Transformer Architecture and Applications

  1. Explain the key differences between recurrent neural networks and the transformer architecture for sequence processing. What are the advantages of using transformers?
  2. Describe the role of positional encodings in the transformer architecture. Why are they necessary? How are they typically calculated?
  3. Explain the concept of multi-head attention. What are the benefits of using multiple attention heads?
  4. How is the transformer architecture adapted for tasks like sentiment classification, text summarization, and question answering? Provide specific examples for each task.
  5. Describe the challenges of using labeled versus unlabeled data in NLP. How can unlabeled data be leveraged to improve model performance?

Decoding Strategies

  1. What are decoding strategies, and why are they important in text generation?
  2. Explain the exhaustive search decoding strategy. Why is it computationally expensive?
  3. Describe the greedy search decoding strategy. What are its advantages and disadvantages?
  4. How does beam search improve upon greedy search? Explain the role of the beam size in beam search.
  5. What are the key differences between temperature sampling, top-k sampling, and top-p sampling? Explain how each method influences the diversity and coherence of the generated text.
  6. When would you prefer one sampling method over the others? Provide specific scenarios and justifications.

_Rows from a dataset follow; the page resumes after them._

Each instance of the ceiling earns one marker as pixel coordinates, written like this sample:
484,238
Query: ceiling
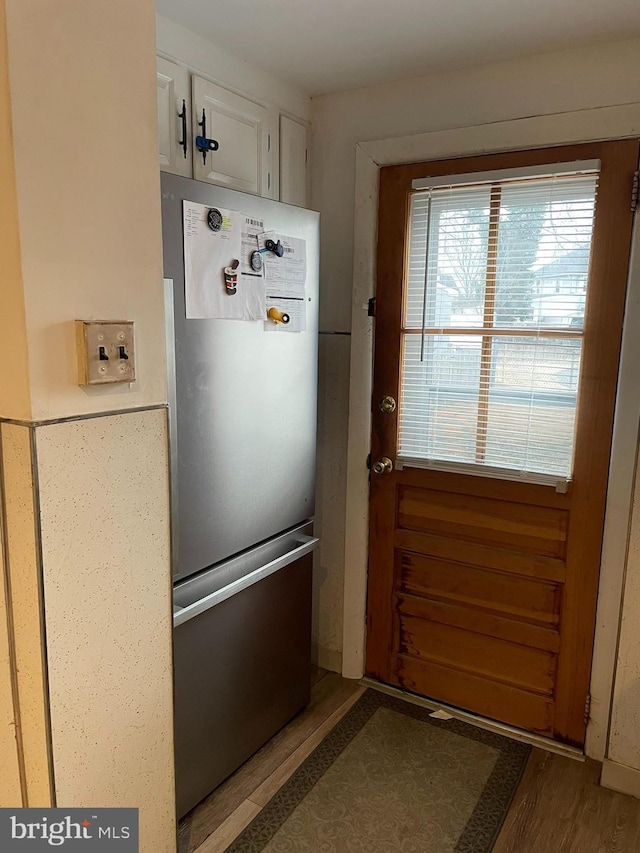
331,45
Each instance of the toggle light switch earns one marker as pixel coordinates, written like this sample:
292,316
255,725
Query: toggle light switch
105,351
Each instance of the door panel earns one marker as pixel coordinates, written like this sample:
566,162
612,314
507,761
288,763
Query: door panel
241,129
482,590
172,89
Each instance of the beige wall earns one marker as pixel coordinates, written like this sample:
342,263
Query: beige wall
571,83
624,737
82,78
86,500
14,378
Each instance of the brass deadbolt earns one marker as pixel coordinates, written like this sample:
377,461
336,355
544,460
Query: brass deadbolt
387,405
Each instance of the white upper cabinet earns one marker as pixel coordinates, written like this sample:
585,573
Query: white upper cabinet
241,129
174,117
293,161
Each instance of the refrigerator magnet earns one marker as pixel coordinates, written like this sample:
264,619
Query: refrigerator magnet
231,277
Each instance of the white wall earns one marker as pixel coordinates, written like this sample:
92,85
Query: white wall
571,84
229,70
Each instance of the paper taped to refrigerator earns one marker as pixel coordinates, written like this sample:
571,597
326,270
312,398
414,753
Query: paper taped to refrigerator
285,276
207,252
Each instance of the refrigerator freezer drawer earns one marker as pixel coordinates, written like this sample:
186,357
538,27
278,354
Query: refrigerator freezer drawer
241,662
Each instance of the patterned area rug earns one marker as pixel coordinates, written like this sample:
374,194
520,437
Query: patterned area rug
391,779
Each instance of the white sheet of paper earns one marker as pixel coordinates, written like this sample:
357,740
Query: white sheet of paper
285,276
295,308
206,254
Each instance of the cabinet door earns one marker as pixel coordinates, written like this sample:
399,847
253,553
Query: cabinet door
172,82
241,129
293,161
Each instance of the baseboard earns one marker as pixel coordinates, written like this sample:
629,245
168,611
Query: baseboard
326,658
621,778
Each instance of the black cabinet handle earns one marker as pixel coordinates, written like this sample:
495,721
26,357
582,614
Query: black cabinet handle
203,144
183,116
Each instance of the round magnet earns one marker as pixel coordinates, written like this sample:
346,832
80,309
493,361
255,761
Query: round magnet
214,219
256,261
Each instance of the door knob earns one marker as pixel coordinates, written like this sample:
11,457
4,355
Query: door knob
382,466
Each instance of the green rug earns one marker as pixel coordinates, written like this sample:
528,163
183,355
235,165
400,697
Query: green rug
389,778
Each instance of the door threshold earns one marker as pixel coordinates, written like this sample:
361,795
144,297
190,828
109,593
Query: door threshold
481,722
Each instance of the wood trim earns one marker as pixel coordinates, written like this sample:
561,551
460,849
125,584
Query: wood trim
611,246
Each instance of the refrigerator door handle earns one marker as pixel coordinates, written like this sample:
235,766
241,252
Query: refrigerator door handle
306,544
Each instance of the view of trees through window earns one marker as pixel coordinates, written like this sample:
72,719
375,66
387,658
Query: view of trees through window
494,312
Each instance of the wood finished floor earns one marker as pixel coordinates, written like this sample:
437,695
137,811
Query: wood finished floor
558,808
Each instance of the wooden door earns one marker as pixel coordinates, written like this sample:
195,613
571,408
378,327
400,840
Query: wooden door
241,128
482,589
174,117
293,162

BERT Architecture and Fine-tuning

  1. What does BERT stand for, and what is its main contribution to NLP? How does it differ from unidirectional language models like GPT?
  2. Explain the concept of Masked Language Modeling (MLM) and its role in BERT’s pre-training.
  3. What is Next Sentence Prediction (NSP), and why is it included in BERT’s pre-training objective?
  4. Describe the three types of embeddings used in BERT’s input representation. Why is each type important?
  5. Explain BERT’s masking strategy. Why isn’t a simple [MASK] token replacement sufficient for effective pre-training?
  6. Describe the two main approaches for adapting BERT to downstream tasks: feature extraction and fine-tuning. What are the advantages and disadvantages of each approach? When would you choose one over the other?
  7. Explain how BERT can be fine-tuned for extractive question answering. How are the start and end positions of the answer span predicted? What loss function is typically used during training?
  8. Calculate the approximate number of parameters in a simplified version of the BERT base model. Break down the calculation by components (embeddings, attention heads, feed-forward networks, etc.).